The latter was quite as angry as he looked to be, and the first words he uttered as the ferryman came up were:
"Now what I want to know is this: Are me and you obliged to stand here with our hands in our pockets, and see these rich men take the bread and butter out of the mouths of our families?"
"They are going to do worse by me than they are by you," answered Silas. "I can't start again if they break up my ferry, but you can."
"How, I'd like to know?" growled Hobson.
"Why, all the land around here belongs to old man Warren. Folks say that he's a mighty kind-hearted chap, though I never saw any signs of it in him, and you might buy or rent a piece of land, and build another and better hotel. You have the money to do it, for you have made many a dollar over your bar during the last two years."
"That's just what's the matter," cried Hobson, who became so angry when he thought of it that it was all he could do to restrain himself. "That's the reason old man Warren wants to shut me up—because he knows that I am making a little money.

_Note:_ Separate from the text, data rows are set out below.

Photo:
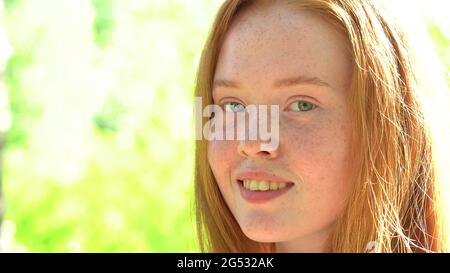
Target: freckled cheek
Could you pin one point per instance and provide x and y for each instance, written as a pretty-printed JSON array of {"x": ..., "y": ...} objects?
[
  {"x": 316, "y": 150},
  {"x": 222, "y": 156}
]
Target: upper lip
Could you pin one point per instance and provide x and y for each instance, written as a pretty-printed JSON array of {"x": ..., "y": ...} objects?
[{"x": 260, "y": 175}]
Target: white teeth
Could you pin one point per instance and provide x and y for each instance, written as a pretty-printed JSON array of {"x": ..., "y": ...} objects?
[{"x": 255, "y": 185}]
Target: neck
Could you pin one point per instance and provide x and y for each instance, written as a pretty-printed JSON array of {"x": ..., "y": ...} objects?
[{"x": 312, "y": 243}]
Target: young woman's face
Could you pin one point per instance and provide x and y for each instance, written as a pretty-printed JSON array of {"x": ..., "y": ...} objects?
[{"x": 262, "y": 47}]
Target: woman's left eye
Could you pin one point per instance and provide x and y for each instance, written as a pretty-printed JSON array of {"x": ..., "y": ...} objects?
[{"x": 301, "y": 106}]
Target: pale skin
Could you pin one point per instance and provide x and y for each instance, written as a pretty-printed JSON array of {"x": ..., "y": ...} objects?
[{"x": 262, "y": 47}]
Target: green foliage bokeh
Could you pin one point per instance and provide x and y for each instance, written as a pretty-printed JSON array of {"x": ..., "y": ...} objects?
[{"x": 100, "y": 94}]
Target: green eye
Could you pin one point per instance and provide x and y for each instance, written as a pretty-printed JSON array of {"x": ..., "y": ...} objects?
[
  {"x": 302, "y": 106},
  {"x": 234, "y": 107}
]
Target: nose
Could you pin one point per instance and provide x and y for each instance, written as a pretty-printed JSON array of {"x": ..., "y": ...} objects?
[{"x": 254, "y": 149}]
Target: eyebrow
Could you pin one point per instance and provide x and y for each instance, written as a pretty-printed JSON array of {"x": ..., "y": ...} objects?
[{"x": 287, "y": 82}]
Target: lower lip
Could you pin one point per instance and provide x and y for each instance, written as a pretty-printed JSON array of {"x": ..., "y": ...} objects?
[{"x": 261, "y": 196}]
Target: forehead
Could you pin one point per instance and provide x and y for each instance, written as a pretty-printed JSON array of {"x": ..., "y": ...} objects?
[{"x": 277, "y": 42}]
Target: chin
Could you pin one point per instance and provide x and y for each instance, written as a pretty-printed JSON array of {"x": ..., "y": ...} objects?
[{"x": 263, "y": 230}]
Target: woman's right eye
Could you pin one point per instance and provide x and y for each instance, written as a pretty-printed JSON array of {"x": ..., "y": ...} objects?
[{"x": 234, "y": 107}]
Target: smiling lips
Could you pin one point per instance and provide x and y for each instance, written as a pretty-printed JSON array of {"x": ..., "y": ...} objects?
[
  {"x": 255, "y": 185},
  {"x": 258, "y": 186}
]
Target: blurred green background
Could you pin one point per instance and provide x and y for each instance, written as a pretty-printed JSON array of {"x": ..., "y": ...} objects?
[{"x": 99, "y": 94}]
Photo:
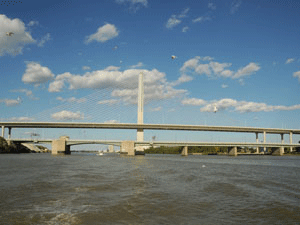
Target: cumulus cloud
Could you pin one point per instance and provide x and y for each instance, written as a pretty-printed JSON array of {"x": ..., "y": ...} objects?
[
  {"x": 235, "y": 5},
  {"x": 193, "y": 101},
  {"x": 201, "y": 19},
  {"x": 10, "y": 102},
  {"x": 71, "y": 99},
  {"x": 22, "y": 119},
  {"x": 124, "y": 84},
  {"x": 86, "y": 68},
  {"x": 216, "y": 69},
  {"x": 37, "y": 74},
  {"x": 239, "y": 106},
  {"x": 140, "y": 64},
  {"x": 289, "y": 60},
  {"x": 212, "y": 6},
  {"x": 111, "y": 121},
  {"x": 156, "y": 109},
  {"x": 33, "y": 23},
  {"x": 68, "y": 115},
  {"x": 185, "y": 29},
  {"x": 44, "y": 40},
  {"x": 182, "y": 79},
  {"x": 134, "y": 4},
  {"x": 175, "y": 20},
  {"x": 108, "y": 102},
  {"x": 224, "y": 86},
  {"x": 103, "y": 34},
  {"x": 297, "y": 75},
  {"x": 26, "y": 92},
  {"x": 13, "y": 45}
]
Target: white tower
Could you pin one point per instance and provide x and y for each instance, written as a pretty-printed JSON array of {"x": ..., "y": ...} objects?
[{"x": 140, "y": 132}]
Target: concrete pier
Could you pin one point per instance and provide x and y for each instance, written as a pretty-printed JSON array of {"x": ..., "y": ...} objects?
[
  {"x": 232, "y": 151},
  {"x": 257, "y": 141},
  {"x": 128, "y": 147},
  {"x": 265, "y": 141},
  {"x": 59, "y": 146},
  {"x": 278, "y": 151},
  {"x": 291, "y": 141},
  {"x": 3, "y": 129},
  {"x": 110, "y": 148},
  {"x": 184, "y": 151},
  {"x": 140, "y": 132}
]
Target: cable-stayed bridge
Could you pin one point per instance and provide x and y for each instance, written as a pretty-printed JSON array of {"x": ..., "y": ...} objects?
[{"x": 140, "y": 126}]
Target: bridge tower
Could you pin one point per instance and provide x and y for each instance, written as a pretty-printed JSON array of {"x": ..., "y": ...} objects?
[{"x": 140, "y": 120}]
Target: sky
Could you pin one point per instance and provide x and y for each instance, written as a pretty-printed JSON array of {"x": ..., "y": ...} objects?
[{"x": 80, "y": 60}]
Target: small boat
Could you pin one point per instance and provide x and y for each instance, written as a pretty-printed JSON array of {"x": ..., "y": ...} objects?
[{"x": 100, "y": 153}]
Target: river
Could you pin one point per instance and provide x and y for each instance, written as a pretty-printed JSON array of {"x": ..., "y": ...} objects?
[{"x": 153, "y": 189}]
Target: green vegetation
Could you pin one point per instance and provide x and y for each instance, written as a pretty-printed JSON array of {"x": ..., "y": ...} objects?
[{"x": 12, "y": 148}]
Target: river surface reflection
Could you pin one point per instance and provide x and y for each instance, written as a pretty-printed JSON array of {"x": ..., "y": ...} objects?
[{"x": 151, "y": 189}]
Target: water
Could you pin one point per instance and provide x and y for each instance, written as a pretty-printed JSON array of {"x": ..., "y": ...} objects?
[{"x": 155, "y": 189}]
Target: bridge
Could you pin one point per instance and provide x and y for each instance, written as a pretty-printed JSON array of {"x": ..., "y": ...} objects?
[{"x": 63, "y": 144}]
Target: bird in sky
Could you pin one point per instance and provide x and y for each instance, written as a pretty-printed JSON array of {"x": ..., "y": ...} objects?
[
  {"x": 9, "y": 34},
  {"x": 215, "y": 109}
]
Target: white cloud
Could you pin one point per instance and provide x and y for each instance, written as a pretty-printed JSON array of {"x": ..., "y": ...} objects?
[
  {"x": 112, "y": 68},
  {"x": 185, "y": 29},
  {"x": 173, "y": 21},
  {"x": 13, "y": 45},
  {"x": 67, "y": 115},
  {"x": 71, "y": 99},
  {"x": 212, "y": 6},
  {"x": 297, "y": 75},
  {"x": 140, "y": 64},
  {"x": 201, "y": 19},
  {"x": 103, "y": 34},
  {"x": 111, "y": 121},
  {"x": 235, "y": 5},
  {"x": 239, "y": 106},
  {"x": 22, "y": 119},
  {"x": 33, "y": 23},
  {"x": 37, "y": 74},
  {"x": 44, "y": 40},
  {"x": 289, "y": 60},
  {"x": 224, "y": 86},
  {"x": 134, "y": 4},
  {"x": 124, "y": 84},
  {"x": 247, "y": 70},
  {"x": 10, "y": 102},
  {"x": 217, "y": 69},
  {"x": 184, "y": 12},
  {"x": 182, "y": 79},
  {"x": 86, "y": 68},
  {"x": 155, "y": 109},
  {"x": 193, "y": 101},
  {"x": 108, "y": 101},
  {"x": 26, "y": 91}
]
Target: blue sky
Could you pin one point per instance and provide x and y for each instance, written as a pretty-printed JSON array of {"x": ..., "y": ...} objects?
[{"x": 80, "y": 62}]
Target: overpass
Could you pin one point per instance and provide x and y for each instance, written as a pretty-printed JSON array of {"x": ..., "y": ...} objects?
[{"x": 232, "y": 146}]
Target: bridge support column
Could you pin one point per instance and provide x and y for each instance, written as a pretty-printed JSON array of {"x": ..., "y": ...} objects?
[
  {"x": 257, "y": 141},
  {"x": 60, "y": 147},
  {"x": 232, "y": 151},
  {"x": 9, "y": 136},
  {"x": 127, "y": 147},
  {"x": 184, "y": 151},
  {"x": 110, "y": 148},
  {"x": 3, "y": 128},
  {"x": 291, "y": 141},
  {"x": 278, "y": 151},
  {"x": 265, "y": 141}
]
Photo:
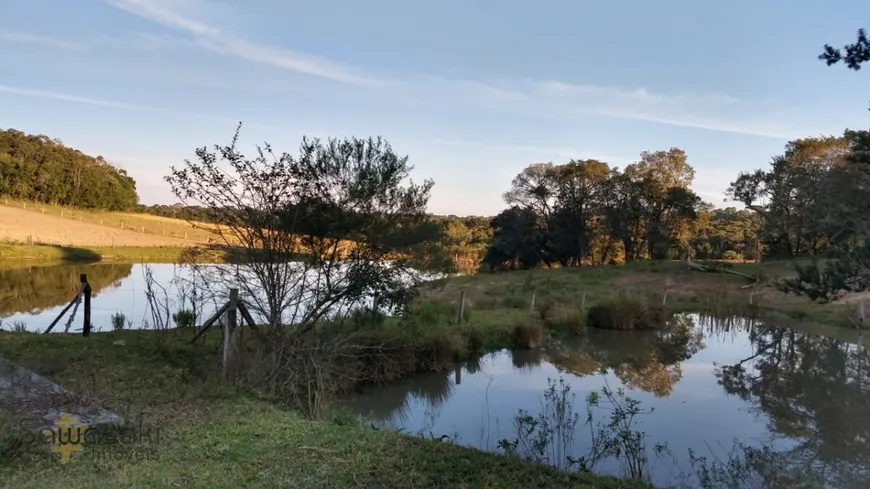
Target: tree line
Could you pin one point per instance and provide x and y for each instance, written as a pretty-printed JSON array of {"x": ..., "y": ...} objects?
[{"x": 41, "y": 169}]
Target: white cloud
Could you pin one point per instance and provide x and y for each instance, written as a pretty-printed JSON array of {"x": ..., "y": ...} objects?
[
  {"x": 523, "y": 97},
  {"x": 544, "y": 153},
  {"x": 69, "y": 98},
  {"x": 23, "y": 38},
  {"x": 213, "y": 39}
]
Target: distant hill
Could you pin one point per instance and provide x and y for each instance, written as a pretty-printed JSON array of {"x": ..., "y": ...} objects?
[{"x": 37, "y": 168}]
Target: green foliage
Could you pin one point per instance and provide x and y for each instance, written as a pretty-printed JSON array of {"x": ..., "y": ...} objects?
[
  {"x": 527, "y": 335},
  {"x": 119, "y": 320},
  {"x": 184, "y": 318},
  {"x": 571, "y": 320},
  {"x": 626, "y": 312},
  {"x": 583, "y": 211},
  {"x": 41, "y": 169},
  {"x": 516, "y": 301}
]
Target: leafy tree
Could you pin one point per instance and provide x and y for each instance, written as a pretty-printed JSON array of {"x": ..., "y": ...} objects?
[
  {"x": 40, "y": 169},
  {"x": 317, "y": 232},
  {"x": 799, "y": 197},
  {"x": 580, "y": 198},
  {"x": 855, "y": 55}
]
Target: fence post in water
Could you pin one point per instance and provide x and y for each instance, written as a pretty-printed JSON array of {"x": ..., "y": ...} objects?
[
  {"x": 229, "y": 329},
  {"x": 86, "y": 324}
]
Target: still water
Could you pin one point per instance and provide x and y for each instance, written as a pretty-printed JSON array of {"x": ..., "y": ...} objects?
[
  {"x": 34, "y": 295},
  {"x": 803, "y": 395}
]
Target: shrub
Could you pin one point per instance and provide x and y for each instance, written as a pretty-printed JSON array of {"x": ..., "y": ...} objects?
[
  {"x": 366, "y": 317},
  {"x": 527, "y": 335},
  {"x": 545, "y": 308},
  {"x": 475, "y": 341},
  {"x": 432, "y": 312},
  {"x": 118, "y": 321},
  {"x": 626, "y": 312},
  {"x": 184, "y": 318},
  {"x": 731, "y": 255},
  {"x": 515, "y": 302},
  {"x": 572, "y": 320}
]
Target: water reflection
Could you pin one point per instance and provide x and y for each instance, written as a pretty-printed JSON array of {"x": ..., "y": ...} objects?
[
  {"x": 814, "y": 390},
  {"x": 801, "y": 396},
  {"x": 33, "y": 289}
]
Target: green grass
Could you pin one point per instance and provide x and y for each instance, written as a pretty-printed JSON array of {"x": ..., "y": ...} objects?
[
  {"x": 211, "y": 435},
  {"x": 687, "y": 291},
  {"x": 111, "y": 254}
]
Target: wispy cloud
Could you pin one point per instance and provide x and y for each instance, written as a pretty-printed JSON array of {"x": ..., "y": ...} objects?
[
  {"x": 215, "y": 40},
  {"x": 544, "y": 153},
  {"x": 714, "y": 111},
  {"x": 70, "y": 98},
  {"x": 24, "y": 38}
]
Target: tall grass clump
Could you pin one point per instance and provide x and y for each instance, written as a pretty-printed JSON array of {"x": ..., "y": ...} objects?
[
  {"x": 184, "y": 318},
  {"x": 433, "y": 312},
  {"x": 627, "y": 312},
  {"x": 571, "y": 321},
  {"x": 119, "y": 320},
  {"x": 526, "y": 334}
]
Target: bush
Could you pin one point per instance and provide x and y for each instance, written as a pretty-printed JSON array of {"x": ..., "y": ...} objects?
[
  {"x": 118, "y": 321},
  {"x": 626, "y": 313},
  {"x": 366, "y": 317},
  {"x": 731, "y": 255},
  {"x": 527, "y": 335},
  {"x": 475, "y": 341},
  {"x": 571, "y": 320},
  {"x": 545, "y": 308},
  {"x": 515, "y": 302},
  {"x": 184, "y": 319}
]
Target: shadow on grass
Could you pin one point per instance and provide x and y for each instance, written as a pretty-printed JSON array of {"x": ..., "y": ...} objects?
[{"x": 71, "y": 254}]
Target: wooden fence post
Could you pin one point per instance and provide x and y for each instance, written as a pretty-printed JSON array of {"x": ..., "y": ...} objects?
[
  {"x": 86, "y": 324},
  {"x": 229, "y": 329}
]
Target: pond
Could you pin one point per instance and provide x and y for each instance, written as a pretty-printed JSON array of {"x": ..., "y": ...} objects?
[
  {"x": 802, "y": 396},
  {"x": 34, "y": 295}
]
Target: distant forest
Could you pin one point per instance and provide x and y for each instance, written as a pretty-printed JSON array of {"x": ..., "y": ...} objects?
[
  {"x": 41, "y": 169},
  {"x": 577, "y": 213}
]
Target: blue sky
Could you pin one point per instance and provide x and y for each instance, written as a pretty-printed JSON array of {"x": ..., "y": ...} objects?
[{"x": 472, "y": 90}]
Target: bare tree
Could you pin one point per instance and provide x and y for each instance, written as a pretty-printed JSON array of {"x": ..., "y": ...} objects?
[{"x": 310, "y": 235}]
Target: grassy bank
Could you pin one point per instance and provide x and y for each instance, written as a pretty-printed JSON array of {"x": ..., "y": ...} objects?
[
  {"x": 110, "y": 254},
  {"x": 560, "y": 293},
  {"x": 214, "y": 436}
]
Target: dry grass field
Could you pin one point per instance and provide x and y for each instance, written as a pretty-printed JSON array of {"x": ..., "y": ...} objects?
[{"x": 89, "y": 228}]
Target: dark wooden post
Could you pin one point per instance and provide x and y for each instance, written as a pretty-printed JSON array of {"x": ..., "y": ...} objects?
[
  {"x": 229, "y": 329},
  {"x": 86, "y": 325}
]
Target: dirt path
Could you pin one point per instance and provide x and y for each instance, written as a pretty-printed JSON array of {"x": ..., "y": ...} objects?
[{"x": 20, "y": 226}]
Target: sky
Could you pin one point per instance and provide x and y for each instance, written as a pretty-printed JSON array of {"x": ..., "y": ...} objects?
[{"x": 472, "y": 91}]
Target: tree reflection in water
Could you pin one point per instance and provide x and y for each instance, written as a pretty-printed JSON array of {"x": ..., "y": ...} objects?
[
  {"x": 812, "y": 389},
  {"x": 32, "y": 289},
  {"x": 643, "y": 360}
]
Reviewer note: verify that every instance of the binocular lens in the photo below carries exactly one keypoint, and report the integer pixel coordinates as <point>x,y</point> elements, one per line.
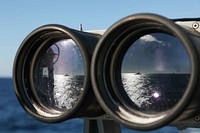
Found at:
<point>59,75</point>
<point>155,73</point>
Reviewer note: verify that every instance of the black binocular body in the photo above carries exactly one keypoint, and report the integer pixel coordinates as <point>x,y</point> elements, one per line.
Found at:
<point>143,72</point>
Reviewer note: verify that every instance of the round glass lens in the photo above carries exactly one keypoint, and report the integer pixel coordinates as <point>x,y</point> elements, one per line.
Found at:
<point>59,75</point>
<point>155,73</point>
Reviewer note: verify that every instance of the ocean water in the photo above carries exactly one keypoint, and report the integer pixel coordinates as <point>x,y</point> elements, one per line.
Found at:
<point>13,119</point>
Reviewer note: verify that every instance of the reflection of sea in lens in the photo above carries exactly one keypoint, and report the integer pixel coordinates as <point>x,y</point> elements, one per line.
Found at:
<point>59,75</point>
<point>154,93</point>
<point>67,90</point>
<point>155,72</point>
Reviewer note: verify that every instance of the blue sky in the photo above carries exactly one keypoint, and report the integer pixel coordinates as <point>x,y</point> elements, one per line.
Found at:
<point>19,17</point>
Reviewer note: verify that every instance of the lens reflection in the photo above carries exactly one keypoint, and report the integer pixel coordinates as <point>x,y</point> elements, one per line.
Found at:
<point>155,72</point>
<point>59,75</point>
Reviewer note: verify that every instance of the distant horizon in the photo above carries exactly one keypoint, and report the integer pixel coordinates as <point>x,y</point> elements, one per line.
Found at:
<point>20,18</point>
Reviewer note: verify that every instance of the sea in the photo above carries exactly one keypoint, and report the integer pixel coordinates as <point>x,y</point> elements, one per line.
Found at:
<point>13,119</point>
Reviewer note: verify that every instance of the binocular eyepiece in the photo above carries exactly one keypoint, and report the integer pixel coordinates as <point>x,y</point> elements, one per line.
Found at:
<point>143,72</point>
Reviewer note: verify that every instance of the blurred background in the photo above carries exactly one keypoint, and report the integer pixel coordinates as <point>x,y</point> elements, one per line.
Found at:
<point>19,18</point>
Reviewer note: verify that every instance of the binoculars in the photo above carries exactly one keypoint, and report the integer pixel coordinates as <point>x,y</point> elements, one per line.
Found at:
<point>143,73</point>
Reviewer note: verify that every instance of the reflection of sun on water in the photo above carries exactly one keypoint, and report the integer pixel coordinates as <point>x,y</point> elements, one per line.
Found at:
<point>133,84</point>
<point>66,91</point>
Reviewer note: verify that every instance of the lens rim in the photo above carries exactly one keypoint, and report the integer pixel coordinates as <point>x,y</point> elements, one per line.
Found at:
<point>104,55</point>
<point>41,49</point>
<point>22,73</point>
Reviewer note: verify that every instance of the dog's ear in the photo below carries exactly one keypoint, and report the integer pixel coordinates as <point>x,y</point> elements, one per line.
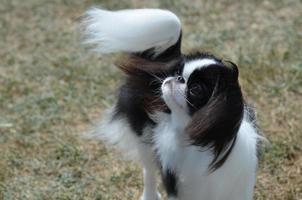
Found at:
<point>216,124</point>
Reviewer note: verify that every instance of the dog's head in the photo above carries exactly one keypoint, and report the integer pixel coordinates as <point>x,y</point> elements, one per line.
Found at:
<point>207,90</point>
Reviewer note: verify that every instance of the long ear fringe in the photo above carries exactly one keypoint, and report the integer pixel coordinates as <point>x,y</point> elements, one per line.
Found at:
<point>213,128</point>
<point>132,31</point>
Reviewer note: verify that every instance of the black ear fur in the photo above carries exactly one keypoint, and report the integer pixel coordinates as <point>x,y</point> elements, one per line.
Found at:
<point>216,124</point>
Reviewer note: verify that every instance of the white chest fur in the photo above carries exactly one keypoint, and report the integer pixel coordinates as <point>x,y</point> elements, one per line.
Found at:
<point>233,181</point>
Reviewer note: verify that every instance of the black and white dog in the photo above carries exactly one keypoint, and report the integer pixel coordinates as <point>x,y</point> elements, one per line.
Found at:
<point>183,115</point>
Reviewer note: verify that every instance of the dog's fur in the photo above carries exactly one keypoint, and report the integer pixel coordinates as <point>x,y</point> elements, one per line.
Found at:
<point>183,115</point>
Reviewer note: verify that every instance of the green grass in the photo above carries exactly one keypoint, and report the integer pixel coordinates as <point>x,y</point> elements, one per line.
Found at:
<point>52,90</point>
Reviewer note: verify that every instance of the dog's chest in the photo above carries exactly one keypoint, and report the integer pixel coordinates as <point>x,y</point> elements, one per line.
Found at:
<point>169,145</point>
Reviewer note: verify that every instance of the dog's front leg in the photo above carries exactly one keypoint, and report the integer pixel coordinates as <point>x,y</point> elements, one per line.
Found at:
<point>150,188</point>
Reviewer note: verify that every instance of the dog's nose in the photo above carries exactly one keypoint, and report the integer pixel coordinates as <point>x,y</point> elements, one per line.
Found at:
<point>180,79</point>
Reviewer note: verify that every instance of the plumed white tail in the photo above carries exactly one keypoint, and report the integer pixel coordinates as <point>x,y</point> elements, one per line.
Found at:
<point>131,31</point>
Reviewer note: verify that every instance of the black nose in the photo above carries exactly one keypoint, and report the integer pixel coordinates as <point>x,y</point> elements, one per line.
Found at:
<point>180,79</point>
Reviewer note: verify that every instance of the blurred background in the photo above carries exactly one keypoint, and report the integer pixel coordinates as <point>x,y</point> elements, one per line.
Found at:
<point>52,91</point>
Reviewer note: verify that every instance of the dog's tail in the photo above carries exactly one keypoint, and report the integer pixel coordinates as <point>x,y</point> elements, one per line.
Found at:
<point>150,33</point>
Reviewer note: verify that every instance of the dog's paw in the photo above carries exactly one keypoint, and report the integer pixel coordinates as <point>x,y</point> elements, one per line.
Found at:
<point>151,197</point>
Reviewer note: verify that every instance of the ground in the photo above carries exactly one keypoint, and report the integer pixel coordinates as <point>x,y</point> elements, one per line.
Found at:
<point>52,91</point>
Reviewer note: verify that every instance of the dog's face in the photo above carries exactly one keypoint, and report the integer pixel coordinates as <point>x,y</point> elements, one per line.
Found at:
<point>197,83</point>
<point>207,90</point>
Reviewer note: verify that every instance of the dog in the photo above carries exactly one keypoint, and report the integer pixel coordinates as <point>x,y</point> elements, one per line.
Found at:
<point>181,115</point>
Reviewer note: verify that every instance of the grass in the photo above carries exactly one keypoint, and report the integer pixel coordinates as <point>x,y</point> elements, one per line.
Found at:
<point>52,90</point>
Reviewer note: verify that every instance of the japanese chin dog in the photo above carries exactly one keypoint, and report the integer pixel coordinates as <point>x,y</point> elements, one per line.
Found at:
<point>181,115</point>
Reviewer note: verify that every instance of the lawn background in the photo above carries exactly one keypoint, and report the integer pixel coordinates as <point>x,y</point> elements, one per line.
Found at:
<point>52,90</point>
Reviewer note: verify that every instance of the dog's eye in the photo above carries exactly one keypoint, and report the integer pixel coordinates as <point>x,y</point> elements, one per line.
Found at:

He won't sell or rent me a foot of land, for I tried him as soon as I found out that a new road was coming through here."
"That's worse than I thought for," said the ferryman, in a sympathizing tone which was more assumed than real.
Hobson's business interests were likely to suffer more severely than his own, and he was glad of it.
"It is bad enough, I tell you," said the proprietor of the Halfway House. "But you can say to your folks that it is going to be a dear piece of business for old man Warren. If I don't damage him for more thousands than he does me for hundreds, it will not be because I don't try."